Make your first investment property a winner by avoiding these common mistakes before you buy.
1. Wrong property, wrong location
When you’re buying property as an investment, doing your homework on what type of property and where to buy is essential. And you need to be very clear that your choice is based on financial benefits, not lifestyle ones. Ideally, you should be looking at suburbs where you can expect a good rental return and a steady increase in the value of your property. So do your homework and look at data and profiles for a range of potential suburbs, including those outside your local area.
2. Don’t dive in or dither
By taking time to do your research, you’ll also avoid rushing into a purchase through fear of missing out. When the market is hot, it can seem like every other investor is making money hand over fist and you’re the one that’s being left behind. At the same time, you can wait too long and get priced out of the market. So when you find an opportunity that ticks the right boxes for your investment goals and budget, don’t hesitate to make an offer.
3. Poor financial preparation
Without the right finance in place, any offer you make is an empty promise. So your preparations should include arranging the right type of loan for your investment. Before committing to buy, you’ll need to do your sums to make sure you’ll have the cash flow to cover your expenses – from maintenance and mortgage to management fees. And it’s wise to have a little contingency tucked away to keep you from struggling if the property is vacant for a while.
4. Not taking advantage of tax breaks
From negative gearing to depreciation, there are all sorts of ways to make savings on your tax from your property investment. For owner-occupiers, it’s natural to want to save on the overall cost of mortgage debt by paying off your loan early. But this approach isn’t necessarily best for an investment property. If in doubt, seek advice from a tax accountant with expert knowledge of property investment.
5. Renovating for style not profit
Done the right way, buying a property to renovate and rent out can do wonders for your investment income. But make sure you look at costs carefully before buying a property to fix up. Choose renovation projects that are more likely to boost your property’s rental return and popularity with tenants in the area.

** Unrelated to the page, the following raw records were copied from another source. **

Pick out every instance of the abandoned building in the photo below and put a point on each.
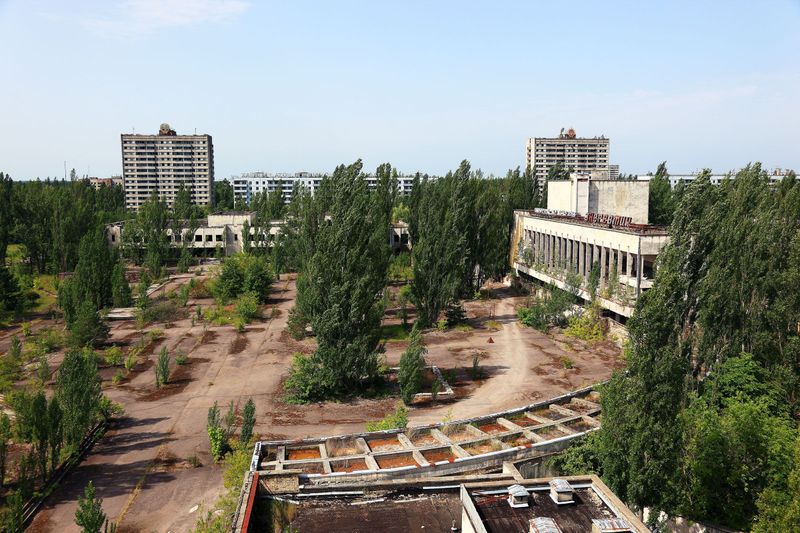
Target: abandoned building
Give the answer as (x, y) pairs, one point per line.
(222, 233)
(590, 222)
(477, 475)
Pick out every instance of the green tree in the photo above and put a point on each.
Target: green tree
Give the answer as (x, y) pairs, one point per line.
(661, 204)
(341, 283)
(5, 435)
(13, 515)
(55, 431)
(40, 425)
(162, 368)
(412, 366)
(78, 393)
(120, 289)
(438, 252)
(89, 515)
(248, 421)
(87, 327)
(7, 214)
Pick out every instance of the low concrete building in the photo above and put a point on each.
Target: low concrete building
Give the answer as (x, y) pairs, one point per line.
(221, 231)
(590, 222)
(225, 231)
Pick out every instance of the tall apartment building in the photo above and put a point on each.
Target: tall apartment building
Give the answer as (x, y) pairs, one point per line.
(579, 154)
(247, 185)
(163, 163)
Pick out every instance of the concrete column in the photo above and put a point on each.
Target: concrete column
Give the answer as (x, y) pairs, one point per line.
(603, 269)
(629, 265)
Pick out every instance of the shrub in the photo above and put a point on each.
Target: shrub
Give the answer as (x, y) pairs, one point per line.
(130, 361)
(588, 326)
(248, 421)
(455, 314)
(247, 306)
(303, 383)
(162, 367)
(296, 324)
(396, 420)
(436, 386)
(412, 364)
(476, 371)
(113, 356)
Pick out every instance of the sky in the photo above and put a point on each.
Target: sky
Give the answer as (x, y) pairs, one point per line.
(306, 85)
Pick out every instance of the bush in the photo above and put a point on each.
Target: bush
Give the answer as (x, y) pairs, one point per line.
(455, 314)
(396, 420)
(162, 368)
(113, 356)
(130, 361)
(412, 364)
(303, 384)
(244, 273)
(247, 306)
(296, 324)
(588, 326)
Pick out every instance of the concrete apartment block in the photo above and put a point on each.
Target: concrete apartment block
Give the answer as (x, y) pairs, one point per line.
(163, 163)
(579, 154)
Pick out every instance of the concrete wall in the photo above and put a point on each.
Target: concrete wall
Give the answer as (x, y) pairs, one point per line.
(559, 195)
(626, 198)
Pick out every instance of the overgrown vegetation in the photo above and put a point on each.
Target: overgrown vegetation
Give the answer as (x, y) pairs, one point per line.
(412, 366)
(398, 419)
(708, 404)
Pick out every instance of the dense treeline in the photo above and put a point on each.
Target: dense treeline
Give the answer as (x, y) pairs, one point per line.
(50, 217)
(460, 227)
(703, 422)
(337, 240)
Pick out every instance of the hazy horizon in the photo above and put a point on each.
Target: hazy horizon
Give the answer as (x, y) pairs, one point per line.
(307, 86)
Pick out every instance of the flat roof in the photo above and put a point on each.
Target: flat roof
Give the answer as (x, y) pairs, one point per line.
(395, 513)
(498, 516)
(579, 220)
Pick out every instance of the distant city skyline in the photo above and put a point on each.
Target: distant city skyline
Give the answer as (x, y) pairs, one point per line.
(305, 86)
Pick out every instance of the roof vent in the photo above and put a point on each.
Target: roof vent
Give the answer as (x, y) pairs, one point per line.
(542, 524)
(517, 496)
(610, 525)
(561, 491)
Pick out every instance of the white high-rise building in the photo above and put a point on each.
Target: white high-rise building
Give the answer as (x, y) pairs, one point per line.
(163, 163)
(576, 154)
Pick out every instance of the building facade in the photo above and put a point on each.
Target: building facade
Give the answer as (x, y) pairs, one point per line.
(579, 154)
(587, 223)
(164, 163)
(247, 185)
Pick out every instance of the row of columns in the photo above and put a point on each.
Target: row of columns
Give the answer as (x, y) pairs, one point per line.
(555, 251)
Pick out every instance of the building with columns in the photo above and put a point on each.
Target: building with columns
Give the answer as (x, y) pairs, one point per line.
(590, 222)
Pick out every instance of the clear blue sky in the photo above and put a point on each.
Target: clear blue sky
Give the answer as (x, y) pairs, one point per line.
(300, 85)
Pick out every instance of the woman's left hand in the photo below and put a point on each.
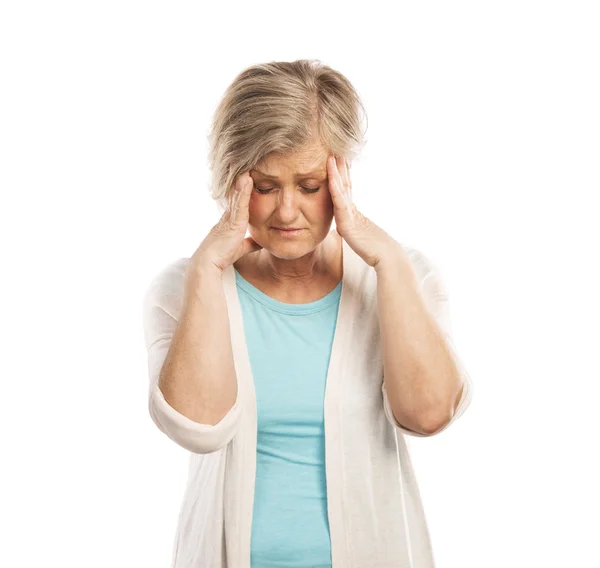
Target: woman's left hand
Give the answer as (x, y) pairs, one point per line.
(367, 239)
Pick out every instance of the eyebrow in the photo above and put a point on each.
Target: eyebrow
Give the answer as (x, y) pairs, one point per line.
(298, 175)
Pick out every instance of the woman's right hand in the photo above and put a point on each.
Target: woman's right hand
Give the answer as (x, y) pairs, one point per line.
(227, 241)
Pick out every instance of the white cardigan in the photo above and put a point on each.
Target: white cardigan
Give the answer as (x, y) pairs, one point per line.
(375, 512)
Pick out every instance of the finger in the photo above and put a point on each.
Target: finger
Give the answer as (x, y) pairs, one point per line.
(245, 194)
(335, 186)
(240, 199)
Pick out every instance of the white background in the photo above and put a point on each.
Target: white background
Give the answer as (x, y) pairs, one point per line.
(483, 152)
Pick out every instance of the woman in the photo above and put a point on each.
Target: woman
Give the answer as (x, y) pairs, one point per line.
(291, 363)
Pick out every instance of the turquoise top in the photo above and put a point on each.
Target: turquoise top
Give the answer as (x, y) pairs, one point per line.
(289, 346)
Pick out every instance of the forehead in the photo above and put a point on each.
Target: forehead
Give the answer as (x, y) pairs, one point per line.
(310, 159)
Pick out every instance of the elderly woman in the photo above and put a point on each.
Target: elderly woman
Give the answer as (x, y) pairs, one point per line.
(292, 362)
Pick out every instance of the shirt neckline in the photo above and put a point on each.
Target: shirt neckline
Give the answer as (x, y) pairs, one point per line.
(283, 307)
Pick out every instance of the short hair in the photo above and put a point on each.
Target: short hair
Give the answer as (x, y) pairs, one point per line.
(278, 107)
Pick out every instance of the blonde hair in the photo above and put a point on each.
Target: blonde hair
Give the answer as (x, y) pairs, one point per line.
(278, 107)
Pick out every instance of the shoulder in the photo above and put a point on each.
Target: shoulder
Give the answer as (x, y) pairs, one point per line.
(423, 265)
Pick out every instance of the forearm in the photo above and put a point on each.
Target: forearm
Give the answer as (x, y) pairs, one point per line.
(421, 379)
(198, 376)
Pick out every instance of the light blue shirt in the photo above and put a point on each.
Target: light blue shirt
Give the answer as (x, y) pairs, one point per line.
(289, 346)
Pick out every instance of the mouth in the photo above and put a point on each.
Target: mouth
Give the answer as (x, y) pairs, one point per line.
(292, 232)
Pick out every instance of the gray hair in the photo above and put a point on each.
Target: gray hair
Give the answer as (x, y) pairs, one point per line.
(278, 107)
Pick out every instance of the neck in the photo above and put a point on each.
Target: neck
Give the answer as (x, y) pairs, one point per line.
(297, 272)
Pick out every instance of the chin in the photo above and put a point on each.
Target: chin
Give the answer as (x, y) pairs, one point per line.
(289, 251)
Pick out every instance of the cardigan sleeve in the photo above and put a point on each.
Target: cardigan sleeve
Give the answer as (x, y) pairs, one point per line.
(161, 308)
(436, 299)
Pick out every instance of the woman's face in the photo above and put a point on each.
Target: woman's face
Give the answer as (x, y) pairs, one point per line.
(291, 192)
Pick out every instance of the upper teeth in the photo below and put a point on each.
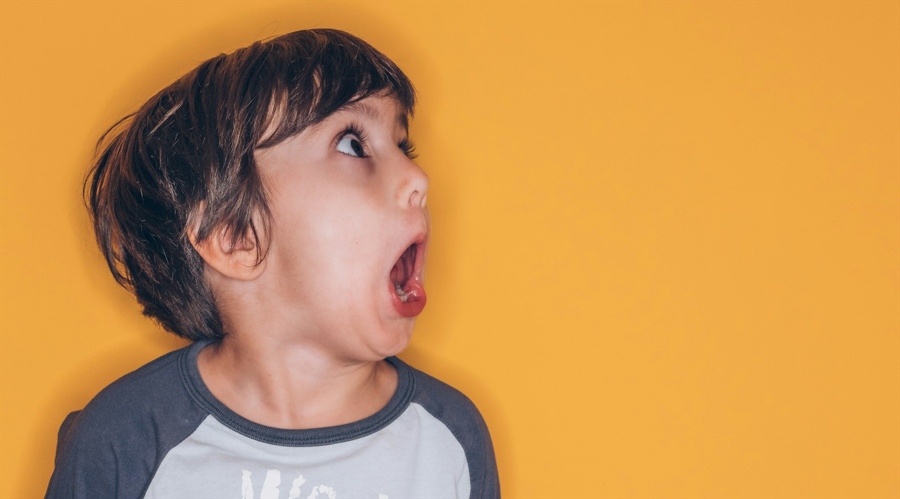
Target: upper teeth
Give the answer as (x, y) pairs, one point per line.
(402, 294)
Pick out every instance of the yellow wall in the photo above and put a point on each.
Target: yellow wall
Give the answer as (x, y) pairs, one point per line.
(666, 250)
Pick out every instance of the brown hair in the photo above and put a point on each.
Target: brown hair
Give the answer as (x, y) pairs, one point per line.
(186, 159)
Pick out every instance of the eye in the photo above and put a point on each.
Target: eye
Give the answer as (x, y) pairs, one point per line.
(351, 145)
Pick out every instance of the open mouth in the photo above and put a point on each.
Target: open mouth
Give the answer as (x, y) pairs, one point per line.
(406, 281)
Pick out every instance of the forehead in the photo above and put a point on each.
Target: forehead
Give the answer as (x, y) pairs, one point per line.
(384, 110)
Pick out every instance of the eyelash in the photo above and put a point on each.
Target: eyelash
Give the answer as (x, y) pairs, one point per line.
(406, 145)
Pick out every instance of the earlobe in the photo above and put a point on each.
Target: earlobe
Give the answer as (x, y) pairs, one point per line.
(237, 259)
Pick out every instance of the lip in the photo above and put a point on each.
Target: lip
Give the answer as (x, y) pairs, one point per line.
(414, 286)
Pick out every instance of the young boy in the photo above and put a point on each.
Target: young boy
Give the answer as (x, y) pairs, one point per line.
(266, 206)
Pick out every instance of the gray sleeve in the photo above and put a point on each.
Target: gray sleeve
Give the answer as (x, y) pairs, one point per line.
(461, 416)
(112, 448)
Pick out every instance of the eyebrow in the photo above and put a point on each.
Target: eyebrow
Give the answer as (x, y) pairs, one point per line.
(370, 112)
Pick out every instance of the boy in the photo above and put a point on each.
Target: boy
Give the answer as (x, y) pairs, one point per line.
(266, 206)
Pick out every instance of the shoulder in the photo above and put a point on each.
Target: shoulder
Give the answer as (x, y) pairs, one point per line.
(112, 447)
(457, 412)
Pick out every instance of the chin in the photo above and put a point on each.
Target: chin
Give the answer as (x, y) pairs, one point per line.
(394, 342)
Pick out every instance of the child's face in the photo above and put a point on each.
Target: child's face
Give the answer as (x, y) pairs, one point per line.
(349, 231)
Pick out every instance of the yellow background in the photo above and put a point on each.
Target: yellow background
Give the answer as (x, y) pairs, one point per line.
(666, 249)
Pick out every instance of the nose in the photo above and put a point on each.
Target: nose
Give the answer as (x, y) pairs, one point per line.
(413, 188)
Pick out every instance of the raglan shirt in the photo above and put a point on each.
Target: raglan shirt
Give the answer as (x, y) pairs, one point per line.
(159, 433)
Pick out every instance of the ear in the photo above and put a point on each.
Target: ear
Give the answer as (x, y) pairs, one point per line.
(233, 259)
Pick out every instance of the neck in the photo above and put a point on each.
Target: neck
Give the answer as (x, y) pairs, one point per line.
(292, 386)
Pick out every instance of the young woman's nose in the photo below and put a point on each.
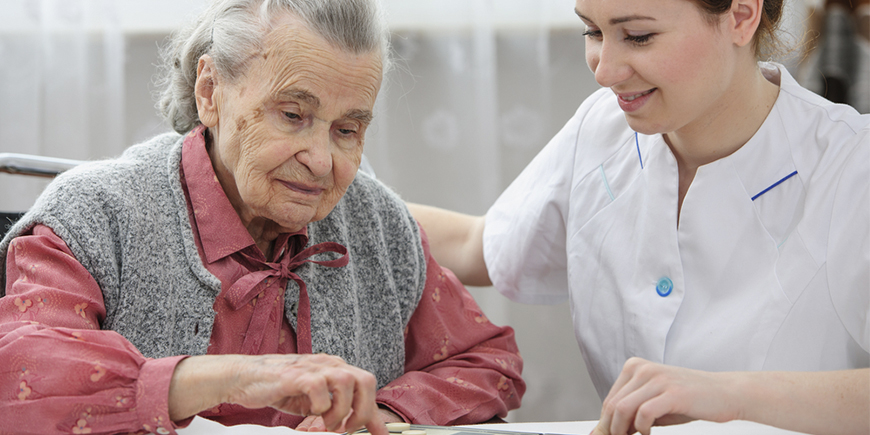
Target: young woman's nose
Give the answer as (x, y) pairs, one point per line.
(608, 63)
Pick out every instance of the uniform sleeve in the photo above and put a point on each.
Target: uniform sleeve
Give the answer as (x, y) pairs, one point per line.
(524, 239)
(455, 358)
(848, 259)
(64, 374)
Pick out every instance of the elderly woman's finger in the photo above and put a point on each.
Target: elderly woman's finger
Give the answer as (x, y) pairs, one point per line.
(342, 384)
(312, 423)
(365, 410)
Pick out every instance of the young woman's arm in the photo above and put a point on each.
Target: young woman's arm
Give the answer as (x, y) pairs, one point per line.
(647, 394)
(456, 242)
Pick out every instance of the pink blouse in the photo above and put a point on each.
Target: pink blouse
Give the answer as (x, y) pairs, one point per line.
(66, 375)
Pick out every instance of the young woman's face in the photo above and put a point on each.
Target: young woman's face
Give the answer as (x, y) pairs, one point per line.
(667, 64)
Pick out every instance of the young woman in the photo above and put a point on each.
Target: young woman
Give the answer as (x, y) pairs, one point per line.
(706, 218)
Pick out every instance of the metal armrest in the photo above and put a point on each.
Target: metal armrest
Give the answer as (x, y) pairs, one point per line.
(39, 166)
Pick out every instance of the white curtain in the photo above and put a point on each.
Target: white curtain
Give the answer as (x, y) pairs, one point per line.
(61, 84)
(479, 87)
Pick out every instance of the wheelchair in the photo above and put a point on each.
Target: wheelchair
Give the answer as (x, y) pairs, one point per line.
(32, 166)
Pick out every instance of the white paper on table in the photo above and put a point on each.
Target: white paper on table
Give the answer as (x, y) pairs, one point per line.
(201, 426)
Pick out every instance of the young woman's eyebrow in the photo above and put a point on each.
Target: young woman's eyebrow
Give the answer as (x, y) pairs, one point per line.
(618, 20)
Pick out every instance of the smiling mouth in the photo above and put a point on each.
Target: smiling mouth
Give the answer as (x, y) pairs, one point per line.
(636, 96)
(303, 189)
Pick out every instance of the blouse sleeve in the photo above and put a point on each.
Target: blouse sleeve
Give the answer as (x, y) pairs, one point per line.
(524, 239)
(65, 374)
(848, 257)
(455, 357)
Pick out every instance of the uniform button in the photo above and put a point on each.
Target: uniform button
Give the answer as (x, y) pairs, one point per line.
(664, 286)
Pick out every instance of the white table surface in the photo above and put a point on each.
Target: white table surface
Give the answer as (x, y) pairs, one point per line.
(201, 426)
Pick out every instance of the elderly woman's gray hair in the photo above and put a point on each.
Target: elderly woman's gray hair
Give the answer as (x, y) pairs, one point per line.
(230, 31)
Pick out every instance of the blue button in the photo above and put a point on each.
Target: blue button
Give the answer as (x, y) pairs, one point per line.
(664, 286)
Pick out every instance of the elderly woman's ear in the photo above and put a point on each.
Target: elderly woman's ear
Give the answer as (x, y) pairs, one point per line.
(205, 91)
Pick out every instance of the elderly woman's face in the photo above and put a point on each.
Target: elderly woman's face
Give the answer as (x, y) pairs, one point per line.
(288, 135)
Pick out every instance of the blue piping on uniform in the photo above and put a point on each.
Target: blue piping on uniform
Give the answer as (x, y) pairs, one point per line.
(774, 185)
(606, 184)
(638, 150)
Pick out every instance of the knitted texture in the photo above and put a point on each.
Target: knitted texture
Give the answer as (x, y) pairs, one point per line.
(126, 222)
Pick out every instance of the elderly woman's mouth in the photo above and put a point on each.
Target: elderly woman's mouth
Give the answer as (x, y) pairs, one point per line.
(302, 188)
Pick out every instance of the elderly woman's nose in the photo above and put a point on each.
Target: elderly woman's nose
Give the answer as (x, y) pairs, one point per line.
(316, 155)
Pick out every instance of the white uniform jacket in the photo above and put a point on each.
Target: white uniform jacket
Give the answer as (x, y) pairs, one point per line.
(769, 268)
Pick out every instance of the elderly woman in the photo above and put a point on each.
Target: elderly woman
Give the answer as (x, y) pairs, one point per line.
(197, 273)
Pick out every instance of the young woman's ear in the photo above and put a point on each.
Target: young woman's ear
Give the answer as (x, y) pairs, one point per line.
(744, 18)
(205, 91)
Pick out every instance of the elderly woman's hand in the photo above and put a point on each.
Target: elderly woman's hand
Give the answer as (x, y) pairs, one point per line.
(314, 423)
(323, 385)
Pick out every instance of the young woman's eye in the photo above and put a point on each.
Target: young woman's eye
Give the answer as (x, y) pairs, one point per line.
(292, 116)
(594, 34)
(639, 39)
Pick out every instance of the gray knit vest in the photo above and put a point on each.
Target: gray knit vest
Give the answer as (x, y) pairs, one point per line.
(126, 221)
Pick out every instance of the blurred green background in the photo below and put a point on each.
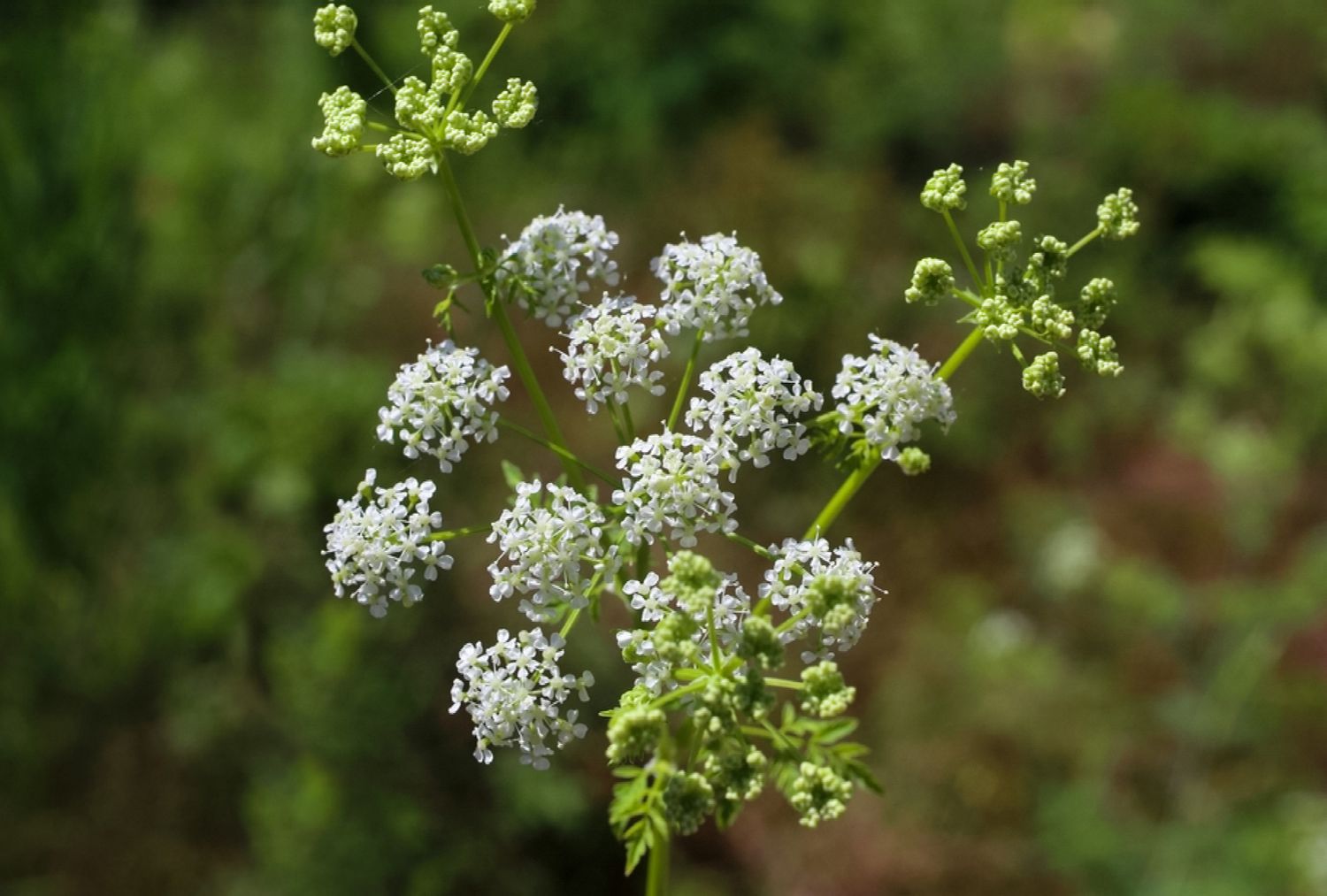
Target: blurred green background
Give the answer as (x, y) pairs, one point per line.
(1103, 662)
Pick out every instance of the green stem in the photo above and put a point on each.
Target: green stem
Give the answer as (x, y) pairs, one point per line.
(556, 449)
(656, 874)
(687, 381)
(509, 332)
(483, 66)
(963, 246)
(368, 60)
(961, 353)
(1083, 241)
(461, 532)
(758, 548)
(849, 487)
(857, 479)
(571, 620)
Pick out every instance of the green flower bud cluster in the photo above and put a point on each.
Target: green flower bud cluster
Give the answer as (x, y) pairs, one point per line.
(687, 800)
(933, 280)
(1000, 241)
(1016, 297)
(511, 11)
(634, 731)
(432, 117)
(515, 106)
(825, 693)
(1098, 353)
(344, 114)
(1042, 377)
(1117, 215)
(1098, 300)
(334, 28)
(945, 190)
(913, 461)
(1011, 185)
(759, 644)
(998, 318)
(819, 794)
(1051, 318)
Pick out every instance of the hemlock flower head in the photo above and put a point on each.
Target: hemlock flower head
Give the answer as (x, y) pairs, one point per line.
(515, 106)
(671, 490)
(998, 318)
(1098, 355)
(417, 105)
(1010, 183)
(551, 550)
(514, 692)
(825, 692)
(380, 540)
(1042, 377)
(1117, 215)
(555, 260)
(467, 132)
(933, 280)
(435, 31)
(408, 158)
(713, 287)
(442, 402)
(612, 347)
(945, 190)
(832, 588)
(511, 11)
(754, 409)
(451, 71)
(819, 794)
(1050, 318)
(913, 461)
(883, 398)
(334, 28)
(344, 116)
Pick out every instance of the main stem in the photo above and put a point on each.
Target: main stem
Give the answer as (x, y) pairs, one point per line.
(509, 332)
(656, 874)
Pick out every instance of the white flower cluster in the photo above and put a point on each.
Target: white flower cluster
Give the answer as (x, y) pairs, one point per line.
(832, 590)
(443, 401)
(671, 481)
(554, 262)
(713, 286)
(884, 398)
(653, 652)
(551, 550)
(612, 347)
(376, 543)
(754, 409)
(515, 692)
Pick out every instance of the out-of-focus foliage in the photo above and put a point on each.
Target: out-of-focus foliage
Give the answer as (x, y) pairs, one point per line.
(1101, 665)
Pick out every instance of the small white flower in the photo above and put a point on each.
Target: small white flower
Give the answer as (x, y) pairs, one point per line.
(442, 402)
(754, 409)
(711, 286)
(551, 550)
(610, 347)
(671, 490)
(377, 543)
(555, 260)
(831, 590)
(883, 398)
(514, 693)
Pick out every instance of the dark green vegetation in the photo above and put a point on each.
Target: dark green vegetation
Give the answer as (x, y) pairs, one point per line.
(1103, 662)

6. Managing your own property
It might seem like a great way to save on expenses, but never underestimate the work involved in managing your investment property. The time it takes to find tenants, deal with maintenance and strata issues can quickly turn into a full time job. So save yourself the hassle and find a good property manager to take care of these important tasks.
Property investing isn’t a get-rich-quick solution. And if you go into it expecting to buy low and sell high in just a few years, there’s a good chance you could lose money on the costs of your purchase. By taking a longer view and planning for long-term investment goals, you could be looking forward to a more secure future for your lifestyle and finances.
Are you looking at buying an investment property? What steps have you taken towards making the right choice?